In a growing number of facilities and in an increasing number of administrative regions, the female workforce is able to find jobs on the front lines of the company’s core business of exploration and production, refining and chemicals, mechanical engineering, chemistry, petroleum engineers, labortaory experts, geology, geophysics, technology and information protection, safety inspections, firefighting, and loss prevention.
And at the Ras Tanura refinery, engineer Maria Al-Faraj contributes to finding solutions that maintain the continuity of the work safely and effectively, and she has been given a great deal of responsibilities.
“My colleagues at the refinery welcome me and cooperate with me,” says Al-Faraj, who holds a degree in mechanical engineering and business administration. 
“Wherever we work in the company, somehow we will all deal with the downstream business chain. Therefore, the field contribution and achieving benefits and solutions for the company to help in the success of our business,” she added.
Mechanical engineer Alaa Al-Ahmad believes that daily work represents one of the most important experiences for applying knowledge and expanding the horizon of skills, by working with colleagues on some of the company’s largest projects, such as the integrated manufacturing business management system.
“The theory and practical experience go hand in hand and complement each other,” she said.
Al-Ahmad managed to do her job confidently in an environment from a predominantly young age. She is passionate about engineering and this enabled her to overcome the many challenges involved in working at the refinery.
The woman in Aramco were able to prove themselves and, consider Moudi Al-Alawi, for example, she was responsible for planning the entire Ras Tanura refinery and communicated daily with the department of planning and regulating the supply of oil in Dhahran to ensure that the refinery meets customer demands.
“When I came to the Ras Tanura refinery, the facilities planning department told me it would be very difficult, so I have to be tough,” Al-Alawi said.
“I was able to prove myself in this environment that, despite its difficulty, the staff’s search is characterized by support and cooperation. It also helped me build my communication skills in this difficult environment,” she added.

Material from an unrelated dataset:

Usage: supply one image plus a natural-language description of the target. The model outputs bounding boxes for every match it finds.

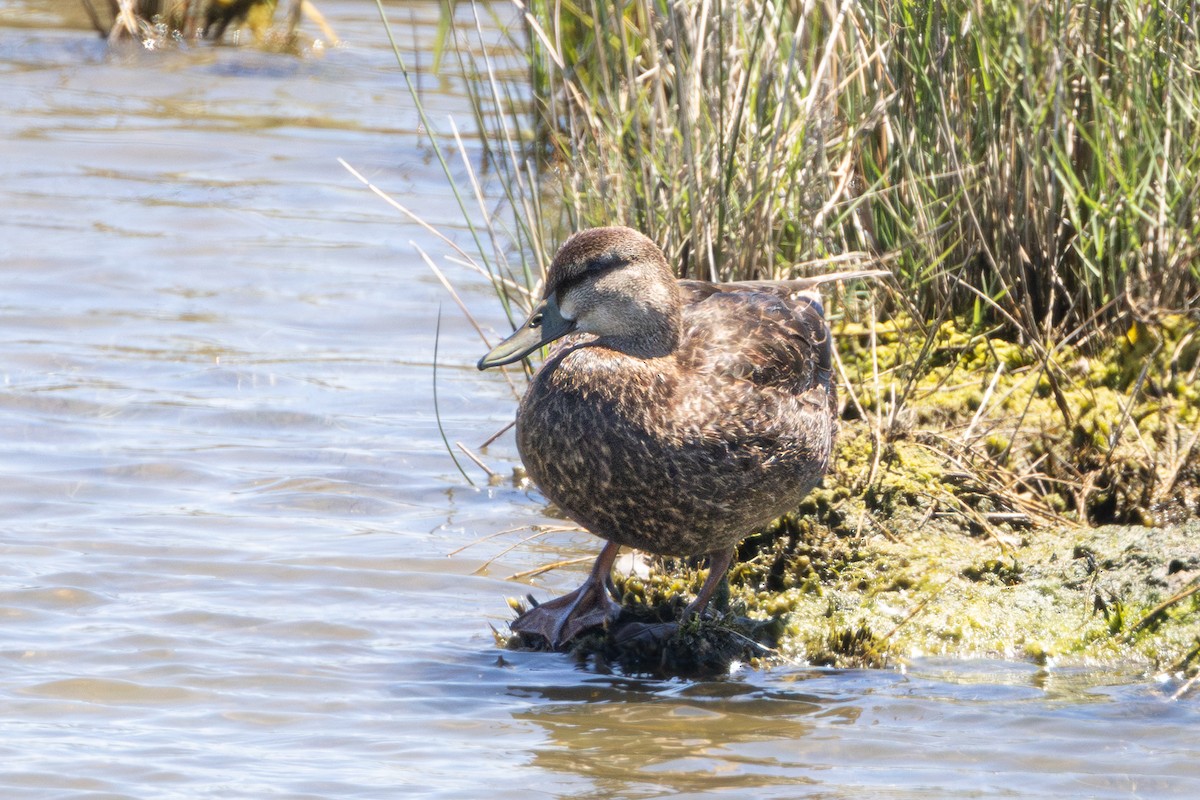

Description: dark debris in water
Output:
[504,596,786,680]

Among the team working in the laboratory in Ras Tanura is Dima Ismail, a laboratory scientist with seven years experience who analyzes water samples.

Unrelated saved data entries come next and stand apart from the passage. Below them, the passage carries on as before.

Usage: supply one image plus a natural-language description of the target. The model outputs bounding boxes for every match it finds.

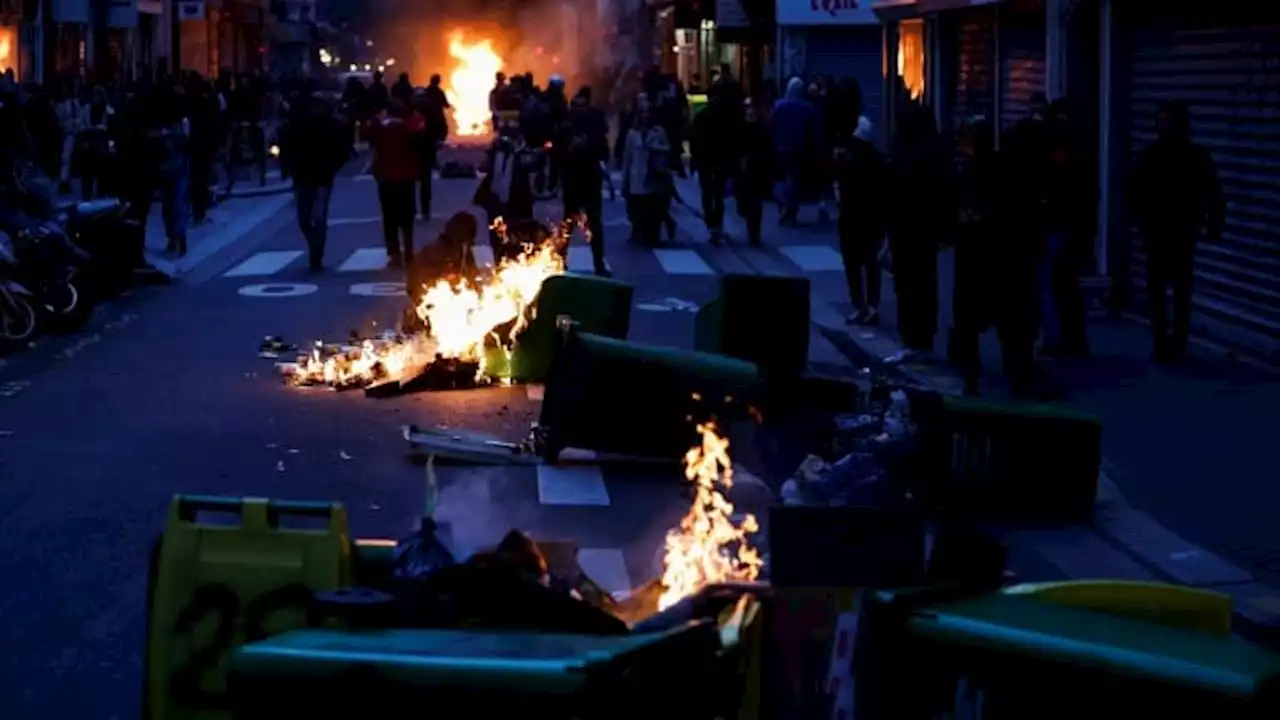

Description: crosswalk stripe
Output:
[567,245,610,272]
[653,248,715,275]
[223,250,304,277]
[577,548,633,597]
[328,216,381,227]
[536,464,611,506]
[780,245,845,272]
[337,247,388,272]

Ismail has contributed mainly to the modernization of systems and methods in the refinery laboratory, and also trained her colleagues on using laboratory equipment.
“Our work is very sensitive in the refinery,” said Ismail, adding that “results are urgently needed, and if there is any delay, it affects the course of work. On the other hand, this place is great to start your career, as it is like university, you can learn a lot here.”
Meanwhile, regarding attention to the smallest details, which is a vital part of chemical work, Asma Al-Fahd, who focuses on gas chromatographic separation devices, inspects all the tools before operating any equipment, and changes all parts that must be changed from the equipment to avoid failure. 
Al-Fahd said: “Working here imposes a certain change, but I thank God because here I apply everything I learned at university.”